For choosing the optimizer, adaptive moment estimation, short _Adam_, has been shown to work well in most practical applications and works well with only little changes in the hyperparameters. Last but not least we have to decide, after which metric we want to judge our model. Keras offered [multiple accuracy functions](https://keras.io/metrics/). In many cases, judging the models' performance from an overall _accuracy_ point of view will be the option easiest to interpret as well as sufficient in resulting model performance.

## Building, training and evaluating the model
After getting some intuition about how to chose the most important parameters, let's put them all together and train our model:

In [65]:
# Build the model
print('Build model...')
model = Sequential()
model.add(LSTM(hidden_nodes, return_sequences=False, input_shape=(word_vec_length, char_vec_length)))
model.add(Dropout(0.2))
model.add(Dense(units=output_labels))
model.add(Activation('softmax'))
model.compile(loss='categorical_crossentropy', optimizer='adam', metrics=['acc'])

Build model...


In [66]:
batch_size=1000
model.fit(train_x, train_y, batch_size=batch_size, epochs=10, validation_data=(validate_x, validate_y))

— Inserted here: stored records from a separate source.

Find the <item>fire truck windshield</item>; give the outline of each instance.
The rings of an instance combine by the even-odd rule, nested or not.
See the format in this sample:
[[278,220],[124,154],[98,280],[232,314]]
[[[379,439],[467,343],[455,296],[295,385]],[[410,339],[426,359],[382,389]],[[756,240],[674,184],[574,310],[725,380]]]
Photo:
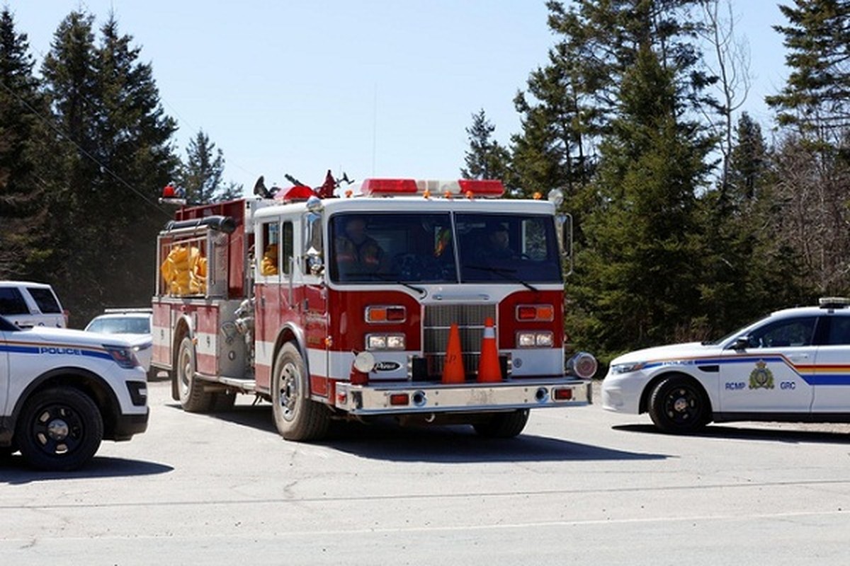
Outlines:
[[562,281],[554,222],[546,215],[339,213],[329,230],[337,283]]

Train on 299779 samples, validate on 99926 samples
Epoch 1/10
Epoch 2/10
Epoch 3/10
Epoch 4/10
Epoch 5/10
Epoch 6/10
Epoch 7/10
Epoch 8/10
Epoch 9/10
Epoch 10/10


<keras.callbacks.History at 0x29a023ffb70>

An accuracy of 98.2% is pretty impressive and will most likely result from the fact that most names in the validation set were already present in our test set. Using our validation set we can take a quick look on where our model went wrong:

In [73]:
validate['predicted_gender'] = ['m' if prediction[0] > prediction[1] else 'f' for prediction in model.predict(validate_x)]
validate[validate['gender'] != validate['predicted_gender']].head()

Unnamed: 0,gender,first_name,first_firstname,predicted_gender
295484,f,Tordis,Tordis,m
164216,m,Kaufman,Kaufman,f
355847,m,Veli,Veli,f
149883,f,Seher,Seher,m
178947,f,Spohn,Spohn,m


Looking at the results, at least some of the false predictions seem to occur for people that typed in their family name into the first name field. Seeing that, a good next step seems to clean the original dataset from those cases. For now, the result looks pretty promising. With the accuracy we can archive, this model could already be used in many real-world situations. Also, training the model for more epochs might increase its performance, important here is to looks out for the performance on the validation set to prevent a possible overfitting

## Conclusion
In this article, we have successfully build a small model to predict the gender from a given (German) first name with an over 98% accuracy rate. While Keras frees us from writing complex deep learning algorithms, we still have to make choices regarding some of the hyperparameters along the way. In some cases, e.g. choosing the right activation function, we can rely on rules of thumbs or can determine the right parameter based on our problem. However, in some other cases, the best result will come from testing various configurations and then evaluating the outcome.